死から人生をさかのぼる
3人の人生をたどる3章の物語は、どれも葬儀の場面から始まります。私は死から人生をさかのぼる構成が好きで、これまでにも死を起点に物語を書いてきました。
死はどんな人にも平等にめぐってきますが、死に方は人それぞれ。死からその人物の足跡を振り返り、一体どんな人生が彼女たちを小説に向かわせたのか、書いてみたかったのです。
私が仰ぎ見てきた先輩方は、皆さん文学に対して一途でした。わがままで意地悪な人もいたけれど(笑)、小説にすべてを捧げているという一点だけで尊敬に値します。
しかも昭和の時代ですから、女性は結婚したら家に入るのが当たり前。小説ひと筋に生きるには、パートナーの理解や協力も不可欠です。
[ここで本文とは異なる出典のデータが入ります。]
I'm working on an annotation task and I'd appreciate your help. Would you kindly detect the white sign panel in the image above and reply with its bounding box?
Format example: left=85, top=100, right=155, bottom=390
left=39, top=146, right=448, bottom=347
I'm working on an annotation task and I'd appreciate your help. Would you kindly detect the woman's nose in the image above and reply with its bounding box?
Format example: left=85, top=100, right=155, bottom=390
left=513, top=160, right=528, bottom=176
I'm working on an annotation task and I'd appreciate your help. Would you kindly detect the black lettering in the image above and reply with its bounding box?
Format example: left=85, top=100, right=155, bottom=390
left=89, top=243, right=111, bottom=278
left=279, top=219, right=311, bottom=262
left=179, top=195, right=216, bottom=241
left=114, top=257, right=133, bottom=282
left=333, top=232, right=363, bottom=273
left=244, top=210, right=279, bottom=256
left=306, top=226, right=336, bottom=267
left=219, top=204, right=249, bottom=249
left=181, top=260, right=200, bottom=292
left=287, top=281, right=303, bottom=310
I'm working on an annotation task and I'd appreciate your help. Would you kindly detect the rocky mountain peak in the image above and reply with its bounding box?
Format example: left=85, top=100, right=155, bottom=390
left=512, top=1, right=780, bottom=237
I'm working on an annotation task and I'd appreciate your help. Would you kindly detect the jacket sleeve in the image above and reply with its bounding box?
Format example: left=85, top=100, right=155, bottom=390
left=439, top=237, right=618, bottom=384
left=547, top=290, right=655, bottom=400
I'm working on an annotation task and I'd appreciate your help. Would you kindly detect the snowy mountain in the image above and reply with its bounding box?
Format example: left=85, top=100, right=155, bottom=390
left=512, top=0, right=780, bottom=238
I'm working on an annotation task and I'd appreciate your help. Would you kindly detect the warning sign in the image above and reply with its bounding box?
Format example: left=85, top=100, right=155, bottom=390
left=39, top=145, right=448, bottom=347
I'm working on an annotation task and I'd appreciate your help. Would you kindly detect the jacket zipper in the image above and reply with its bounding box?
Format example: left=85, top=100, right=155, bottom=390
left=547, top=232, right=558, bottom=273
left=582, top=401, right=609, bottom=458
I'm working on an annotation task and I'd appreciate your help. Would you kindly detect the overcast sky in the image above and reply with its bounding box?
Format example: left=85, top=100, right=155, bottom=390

そう考えると、女流作家は究極のフェミニストだと言えるかもしれません。
小説を書くという行為は、「鶴の恩返し」のように自分の羽をむしって織り込むようなものです。しかも、そうやって身を削ったあとに、女流作家たちはさらに上等な羽を再生させていく。その満ちあふれる生命力、ある種のふてぶてしさも書きたいもののひとつでした。